INTERVENTIONS Patients were randomly assigned to 8 sessions of CBT for headache, 12 sessions of cognitive processing therapy for PTSD, or treatment per usual for headache.
MAIN OUTCOMES AND MEASURES Co–primary outcomes were headache-related disability on the 6-Item Headache Impact Test (HIT-6) and PTSD symptom severity on the PTSD Checklist for Diagnostic and Statistical Manual of Mental Disorders (Fifth Edition) (PCL-5) assessed from treatment completion to 6 months posttreatment.
RESULTS A total of 193 post-9/11 combat veterans (mean [SD] age, 39.7 [8.4] years; 167 male veterans [87%]) were included in the study and reported severe baseline headache-related disability (mean [SD] HIT-6 score, 65.8 [5.6] points) and severe PTSD symptoms (mean [SD] PCL-5 score, 48.4 [14.2] points). For the HIT-6, compared with usual care, patients receiving CBT for headache reported −3.4 (95% CI, −5.4 to −1.4; P < .01) points lower, and patients receiving cognitive processing therapy reported −1.4 (95% CI, −3.7 to 0.8; P = .21) points lower across aggregated posttreatment measurements. For the PCL-5, compared with usual care, patients receiving CBT for headache reported −6.5 (95% CI, −12.7 to −0.3; P = .04) points lower, and patients receiving cognitive processing therapy reported −8.9 (95% CI, −15.9 to −1.9; P = .01) points lower across aggregated posttreatment measurements. Adverse events were minimal and similar across treatment groups.
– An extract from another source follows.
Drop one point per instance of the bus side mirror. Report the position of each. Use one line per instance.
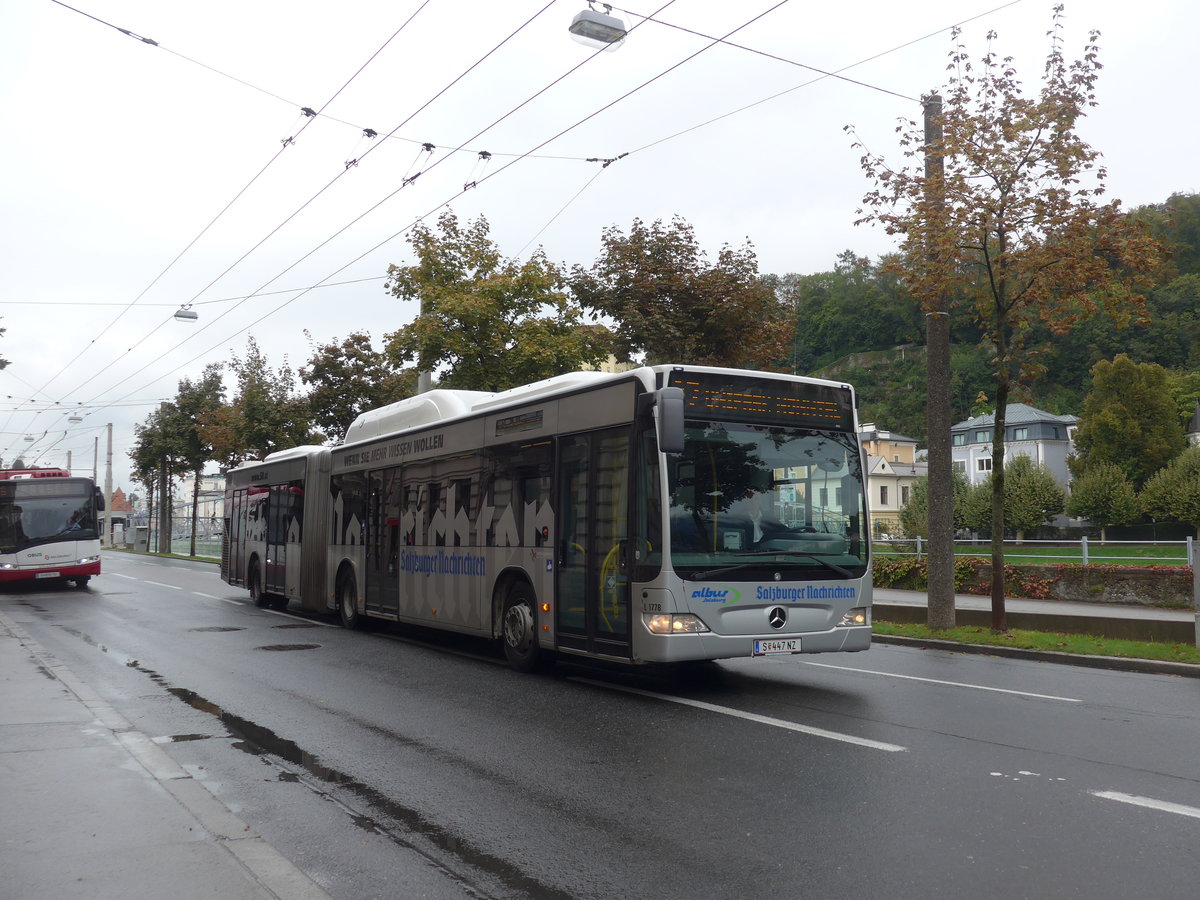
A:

CONCLUSIONS AND RELEVANCE This randomized clinical trial demonstrated that CBT for headache was efficacious for disability associated with posttraumatic headache in veterans and provided clinically significant improvement in PTSD symptom severity. Cognitive processing therapy was efficacious for PTSD symptoms but not for headache disability.